Just done lecture no.3, in a tent in what appears to be a clearing in the jungle, but is in fact part of the best tropical zone public park I have ever been in. It is the tip of a wedge-shaped wilderness area which penetrates almost to the town centre of Uruapan in central western Mexico – it functions as a tidied-up, horticulturally enhanced bit of monsoon forest, with paved walkways and seating and other amenity areas around dramatic whitewater streams, waterfalls and water channels. A lovely way for people to experience natural environment in a very controlled way – very important in a society where very few appreciate wild landscapes or see native plants in a positive way. There is so much water, in channels, fountains and cascades that in some ways it is like a 1930s Villa d’Este. It is spotless.

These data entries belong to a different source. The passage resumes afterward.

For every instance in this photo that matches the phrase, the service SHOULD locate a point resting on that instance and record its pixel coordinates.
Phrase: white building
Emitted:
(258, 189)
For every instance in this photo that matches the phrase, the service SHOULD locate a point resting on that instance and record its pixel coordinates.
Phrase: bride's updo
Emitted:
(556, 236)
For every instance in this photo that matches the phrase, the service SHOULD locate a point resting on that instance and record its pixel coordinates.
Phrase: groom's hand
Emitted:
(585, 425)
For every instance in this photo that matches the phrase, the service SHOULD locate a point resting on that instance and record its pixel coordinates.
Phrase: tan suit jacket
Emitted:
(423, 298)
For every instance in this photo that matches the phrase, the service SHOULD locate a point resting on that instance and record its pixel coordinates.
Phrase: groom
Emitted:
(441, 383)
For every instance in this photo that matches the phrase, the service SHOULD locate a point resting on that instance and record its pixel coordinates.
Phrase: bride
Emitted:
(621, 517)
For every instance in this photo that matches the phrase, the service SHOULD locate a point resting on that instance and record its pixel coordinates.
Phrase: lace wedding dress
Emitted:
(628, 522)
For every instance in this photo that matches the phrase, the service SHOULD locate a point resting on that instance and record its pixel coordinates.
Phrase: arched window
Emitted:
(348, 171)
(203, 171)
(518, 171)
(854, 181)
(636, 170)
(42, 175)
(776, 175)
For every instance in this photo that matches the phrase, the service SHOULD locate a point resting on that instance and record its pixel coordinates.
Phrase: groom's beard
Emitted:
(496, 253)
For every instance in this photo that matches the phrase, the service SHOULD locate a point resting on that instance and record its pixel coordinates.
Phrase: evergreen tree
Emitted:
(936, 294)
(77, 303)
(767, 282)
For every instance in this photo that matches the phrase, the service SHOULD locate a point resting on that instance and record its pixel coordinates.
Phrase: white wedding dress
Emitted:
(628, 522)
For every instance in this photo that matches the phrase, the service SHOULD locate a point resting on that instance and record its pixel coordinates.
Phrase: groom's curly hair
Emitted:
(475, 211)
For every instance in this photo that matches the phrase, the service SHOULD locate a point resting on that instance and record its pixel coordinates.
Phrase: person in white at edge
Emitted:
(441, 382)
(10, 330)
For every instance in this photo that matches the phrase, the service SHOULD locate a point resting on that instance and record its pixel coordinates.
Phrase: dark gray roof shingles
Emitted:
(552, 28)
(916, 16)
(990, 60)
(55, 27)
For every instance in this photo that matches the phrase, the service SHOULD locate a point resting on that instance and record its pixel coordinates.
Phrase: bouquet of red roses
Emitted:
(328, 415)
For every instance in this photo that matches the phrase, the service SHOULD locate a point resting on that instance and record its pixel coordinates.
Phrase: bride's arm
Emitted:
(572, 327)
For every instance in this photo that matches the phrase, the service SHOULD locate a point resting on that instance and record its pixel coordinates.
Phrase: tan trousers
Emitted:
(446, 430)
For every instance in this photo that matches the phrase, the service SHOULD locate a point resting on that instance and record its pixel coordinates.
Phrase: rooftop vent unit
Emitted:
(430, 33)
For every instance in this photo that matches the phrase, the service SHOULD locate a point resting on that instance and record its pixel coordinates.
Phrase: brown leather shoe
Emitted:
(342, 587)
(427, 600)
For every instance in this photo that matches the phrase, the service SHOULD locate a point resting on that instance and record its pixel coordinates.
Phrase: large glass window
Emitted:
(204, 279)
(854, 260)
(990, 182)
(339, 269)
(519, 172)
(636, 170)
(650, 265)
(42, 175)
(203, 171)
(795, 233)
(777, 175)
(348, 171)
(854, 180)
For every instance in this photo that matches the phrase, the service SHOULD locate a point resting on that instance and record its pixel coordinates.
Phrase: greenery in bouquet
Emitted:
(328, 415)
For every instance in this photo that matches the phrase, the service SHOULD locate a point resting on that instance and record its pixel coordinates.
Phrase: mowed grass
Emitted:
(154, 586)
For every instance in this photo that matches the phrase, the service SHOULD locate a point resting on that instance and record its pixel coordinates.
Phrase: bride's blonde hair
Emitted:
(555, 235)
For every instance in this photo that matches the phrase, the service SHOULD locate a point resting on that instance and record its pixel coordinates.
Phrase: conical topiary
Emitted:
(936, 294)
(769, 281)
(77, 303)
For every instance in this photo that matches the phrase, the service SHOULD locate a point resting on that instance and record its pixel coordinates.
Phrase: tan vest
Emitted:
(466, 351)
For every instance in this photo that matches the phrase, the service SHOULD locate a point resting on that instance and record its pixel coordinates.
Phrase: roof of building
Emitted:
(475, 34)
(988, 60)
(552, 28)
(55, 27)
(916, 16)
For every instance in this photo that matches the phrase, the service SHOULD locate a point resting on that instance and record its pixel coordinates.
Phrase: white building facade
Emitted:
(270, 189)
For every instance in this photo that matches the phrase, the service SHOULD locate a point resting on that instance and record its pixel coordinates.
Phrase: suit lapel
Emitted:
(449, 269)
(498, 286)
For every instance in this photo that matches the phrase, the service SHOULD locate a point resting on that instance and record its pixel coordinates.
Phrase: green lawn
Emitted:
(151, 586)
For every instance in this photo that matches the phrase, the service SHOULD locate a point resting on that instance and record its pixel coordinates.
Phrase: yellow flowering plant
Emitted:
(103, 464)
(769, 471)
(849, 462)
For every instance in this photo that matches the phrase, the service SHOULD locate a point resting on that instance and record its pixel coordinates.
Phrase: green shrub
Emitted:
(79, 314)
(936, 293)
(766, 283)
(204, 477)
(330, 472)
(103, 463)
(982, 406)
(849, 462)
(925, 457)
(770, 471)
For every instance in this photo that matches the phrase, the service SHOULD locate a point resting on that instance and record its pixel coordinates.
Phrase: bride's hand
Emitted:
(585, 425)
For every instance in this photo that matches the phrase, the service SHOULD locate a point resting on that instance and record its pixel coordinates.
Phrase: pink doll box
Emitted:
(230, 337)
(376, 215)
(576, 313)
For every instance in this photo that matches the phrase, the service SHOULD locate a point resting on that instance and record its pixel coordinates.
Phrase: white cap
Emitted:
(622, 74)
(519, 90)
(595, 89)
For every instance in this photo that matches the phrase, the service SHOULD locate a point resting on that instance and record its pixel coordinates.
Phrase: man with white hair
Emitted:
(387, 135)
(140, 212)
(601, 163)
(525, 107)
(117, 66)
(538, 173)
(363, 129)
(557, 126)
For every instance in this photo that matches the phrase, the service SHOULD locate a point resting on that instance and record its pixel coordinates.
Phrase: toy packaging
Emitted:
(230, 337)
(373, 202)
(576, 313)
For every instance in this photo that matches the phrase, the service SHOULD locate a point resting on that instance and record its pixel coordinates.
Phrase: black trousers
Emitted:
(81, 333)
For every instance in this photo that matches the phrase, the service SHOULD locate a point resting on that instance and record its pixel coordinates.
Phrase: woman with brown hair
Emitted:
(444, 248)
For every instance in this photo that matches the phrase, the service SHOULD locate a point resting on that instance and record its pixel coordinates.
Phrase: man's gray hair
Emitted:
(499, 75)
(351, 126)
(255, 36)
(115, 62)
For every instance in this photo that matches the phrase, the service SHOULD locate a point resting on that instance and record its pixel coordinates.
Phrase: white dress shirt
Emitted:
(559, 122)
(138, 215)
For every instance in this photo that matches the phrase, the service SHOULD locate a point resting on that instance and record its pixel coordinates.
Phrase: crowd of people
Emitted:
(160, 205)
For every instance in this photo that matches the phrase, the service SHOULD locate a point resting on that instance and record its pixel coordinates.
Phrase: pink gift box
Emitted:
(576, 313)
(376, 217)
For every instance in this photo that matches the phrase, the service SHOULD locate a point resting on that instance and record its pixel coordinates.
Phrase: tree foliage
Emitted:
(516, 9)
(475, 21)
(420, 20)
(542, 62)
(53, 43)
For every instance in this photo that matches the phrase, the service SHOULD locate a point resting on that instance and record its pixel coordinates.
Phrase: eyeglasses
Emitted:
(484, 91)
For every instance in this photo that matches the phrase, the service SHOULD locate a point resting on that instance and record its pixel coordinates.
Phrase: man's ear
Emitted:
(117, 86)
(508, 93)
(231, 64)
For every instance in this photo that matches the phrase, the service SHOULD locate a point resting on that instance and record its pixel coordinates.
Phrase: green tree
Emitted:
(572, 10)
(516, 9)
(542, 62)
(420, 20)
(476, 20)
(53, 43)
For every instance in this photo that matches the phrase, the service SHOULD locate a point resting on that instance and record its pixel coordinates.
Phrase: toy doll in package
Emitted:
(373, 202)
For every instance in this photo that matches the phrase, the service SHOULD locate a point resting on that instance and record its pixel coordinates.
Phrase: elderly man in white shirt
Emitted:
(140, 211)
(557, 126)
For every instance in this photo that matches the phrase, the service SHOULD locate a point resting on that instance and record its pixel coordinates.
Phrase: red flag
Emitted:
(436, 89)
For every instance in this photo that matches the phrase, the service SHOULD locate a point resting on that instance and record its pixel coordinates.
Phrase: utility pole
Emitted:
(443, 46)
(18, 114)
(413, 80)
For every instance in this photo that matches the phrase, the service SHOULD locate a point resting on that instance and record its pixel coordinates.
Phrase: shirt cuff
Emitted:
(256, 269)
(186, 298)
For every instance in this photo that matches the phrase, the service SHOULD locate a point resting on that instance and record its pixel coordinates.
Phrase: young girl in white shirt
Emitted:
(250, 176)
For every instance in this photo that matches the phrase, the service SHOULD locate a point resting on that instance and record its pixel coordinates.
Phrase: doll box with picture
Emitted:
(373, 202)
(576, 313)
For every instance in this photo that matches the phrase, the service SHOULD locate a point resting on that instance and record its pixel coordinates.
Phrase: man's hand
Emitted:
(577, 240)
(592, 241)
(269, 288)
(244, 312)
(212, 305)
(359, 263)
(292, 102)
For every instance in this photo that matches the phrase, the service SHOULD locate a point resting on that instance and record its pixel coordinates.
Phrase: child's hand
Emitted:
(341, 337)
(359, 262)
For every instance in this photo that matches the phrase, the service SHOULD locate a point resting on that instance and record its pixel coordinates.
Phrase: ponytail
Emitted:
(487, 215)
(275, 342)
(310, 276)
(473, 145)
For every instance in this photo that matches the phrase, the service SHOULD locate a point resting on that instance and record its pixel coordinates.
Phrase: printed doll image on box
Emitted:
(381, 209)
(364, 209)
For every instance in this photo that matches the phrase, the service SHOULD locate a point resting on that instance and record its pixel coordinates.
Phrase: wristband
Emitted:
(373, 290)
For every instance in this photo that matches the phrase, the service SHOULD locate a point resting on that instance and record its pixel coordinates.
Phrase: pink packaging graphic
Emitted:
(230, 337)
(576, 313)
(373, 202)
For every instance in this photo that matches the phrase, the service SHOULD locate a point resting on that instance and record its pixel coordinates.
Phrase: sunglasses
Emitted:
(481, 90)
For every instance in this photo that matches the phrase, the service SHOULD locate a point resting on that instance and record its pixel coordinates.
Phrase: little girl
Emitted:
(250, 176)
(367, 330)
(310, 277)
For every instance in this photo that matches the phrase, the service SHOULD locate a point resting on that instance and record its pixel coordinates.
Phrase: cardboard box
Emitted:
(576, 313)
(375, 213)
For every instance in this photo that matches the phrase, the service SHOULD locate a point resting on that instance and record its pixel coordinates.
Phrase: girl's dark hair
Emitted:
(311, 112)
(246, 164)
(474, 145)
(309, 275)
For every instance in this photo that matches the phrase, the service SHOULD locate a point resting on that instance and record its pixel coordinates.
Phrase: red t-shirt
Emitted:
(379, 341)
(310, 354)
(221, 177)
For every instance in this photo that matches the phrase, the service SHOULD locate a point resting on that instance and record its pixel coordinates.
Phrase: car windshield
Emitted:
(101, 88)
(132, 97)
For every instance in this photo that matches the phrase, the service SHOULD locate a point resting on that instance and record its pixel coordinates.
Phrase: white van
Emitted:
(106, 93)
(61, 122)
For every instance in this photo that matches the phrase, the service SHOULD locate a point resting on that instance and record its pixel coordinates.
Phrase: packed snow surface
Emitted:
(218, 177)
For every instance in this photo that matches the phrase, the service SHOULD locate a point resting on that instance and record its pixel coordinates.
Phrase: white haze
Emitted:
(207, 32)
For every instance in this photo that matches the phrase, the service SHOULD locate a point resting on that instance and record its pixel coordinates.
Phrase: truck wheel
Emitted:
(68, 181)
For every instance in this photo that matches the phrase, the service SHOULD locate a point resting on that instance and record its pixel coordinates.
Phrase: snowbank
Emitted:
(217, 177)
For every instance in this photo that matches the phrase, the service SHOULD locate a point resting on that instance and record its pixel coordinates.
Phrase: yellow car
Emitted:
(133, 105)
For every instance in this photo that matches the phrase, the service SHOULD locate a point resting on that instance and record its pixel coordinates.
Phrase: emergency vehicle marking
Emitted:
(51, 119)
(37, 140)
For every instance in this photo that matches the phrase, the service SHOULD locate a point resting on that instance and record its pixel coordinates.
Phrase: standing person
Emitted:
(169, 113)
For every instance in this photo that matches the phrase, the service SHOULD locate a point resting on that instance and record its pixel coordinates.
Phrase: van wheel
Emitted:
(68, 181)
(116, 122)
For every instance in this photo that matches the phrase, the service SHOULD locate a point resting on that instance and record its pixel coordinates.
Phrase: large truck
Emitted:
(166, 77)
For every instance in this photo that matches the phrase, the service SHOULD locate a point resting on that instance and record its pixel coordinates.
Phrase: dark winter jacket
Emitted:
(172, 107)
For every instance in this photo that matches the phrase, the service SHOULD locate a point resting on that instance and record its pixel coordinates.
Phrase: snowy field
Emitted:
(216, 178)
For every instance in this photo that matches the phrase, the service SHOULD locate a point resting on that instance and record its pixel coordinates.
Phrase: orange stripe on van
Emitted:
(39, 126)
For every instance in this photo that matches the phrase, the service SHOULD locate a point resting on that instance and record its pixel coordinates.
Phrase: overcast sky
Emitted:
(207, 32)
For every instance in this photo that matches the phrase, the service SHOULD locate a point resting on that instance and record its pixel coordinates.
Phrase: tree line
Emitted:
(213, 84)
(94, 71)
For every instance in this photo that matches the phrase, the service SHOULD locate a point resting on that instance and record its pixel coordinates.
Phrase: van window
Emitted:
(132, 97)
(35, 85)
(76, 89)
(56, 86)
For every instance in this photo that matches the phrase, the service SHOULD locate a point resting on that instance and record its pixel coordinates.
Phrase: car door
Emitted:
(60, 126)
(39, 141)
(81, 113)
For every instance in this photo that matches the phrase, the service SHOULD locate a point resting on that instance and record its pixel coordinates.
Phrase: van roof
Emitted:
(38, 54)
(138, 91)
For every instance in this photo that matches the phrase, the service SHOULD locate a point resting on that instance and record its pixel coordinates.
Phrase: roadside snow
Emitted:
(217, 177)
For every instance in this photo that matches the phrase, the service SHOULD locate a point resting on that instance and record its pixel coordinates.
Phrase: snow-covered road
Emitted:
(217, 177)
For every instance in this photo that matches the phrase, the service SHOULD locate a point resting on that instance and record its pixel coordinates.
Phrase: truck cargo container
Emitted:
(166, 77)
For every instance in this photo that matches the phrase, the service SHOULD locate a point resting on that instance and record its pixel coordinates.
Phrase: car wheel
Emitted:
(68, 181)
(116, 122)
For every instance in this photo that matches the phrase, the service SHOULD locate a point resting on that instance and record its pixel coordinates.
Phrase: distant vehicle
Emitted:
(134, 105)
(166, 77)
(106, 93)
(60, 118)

There are nine of us crammed onto a long table on the stage, speakers and various Important People, who have to make introductory speeches for ‘Green Day’. Most important of all is ‘Il Presidente del Ayunciamento’, ie. the mayor, who I sit next to – as foreign mascot person for sustainable public horticulture I am clearly very important. I love that word ayunciamento – its where we get ‘junta’ from – I always think of sinister Pinochet type generallissimos. This guy has the well-oiled urbanity of the professional politician; I wouldn’t buy a second-hand car off him. He speaks, the event is opened, we all stand. Ohmygod, they are going to play the national anthem. No, they don’t. Whew! Then we have to get down from the stage while they get the powerpoint ready. This, as always it seems in Mexico, involves around 6 young men clustered around the computer and projector, huffing and puffing, pulling cords out, pushing them back in, arguing, gesticulating – it is clearly some sort of male bonding exercise.
The photographers of the local press descend, Il Presidente del Ayunciamento and I put our arms around each other’s shoulders and smile. He then departs. Lecture begins, and with Cruz interpeting, goes very smoothly – although he clearly has his own agenda, often elaborating greatly on what I say. Just as well I trust him. Occasionally the PA system flips over to a local radio station. No-one stirs. Clearly a normal occurrence.
Anyay, come the end – we all get a basket of presents (avocadoes, coffee, local delicacies, big bottle Kahlua-type liquor). Last place delivered us a dubious-looking little plastic character in local costume and a handful of slightly-leaking miniatures of the local mezcal. Oh, and a big certificate from Il Presidente to commorate our participation.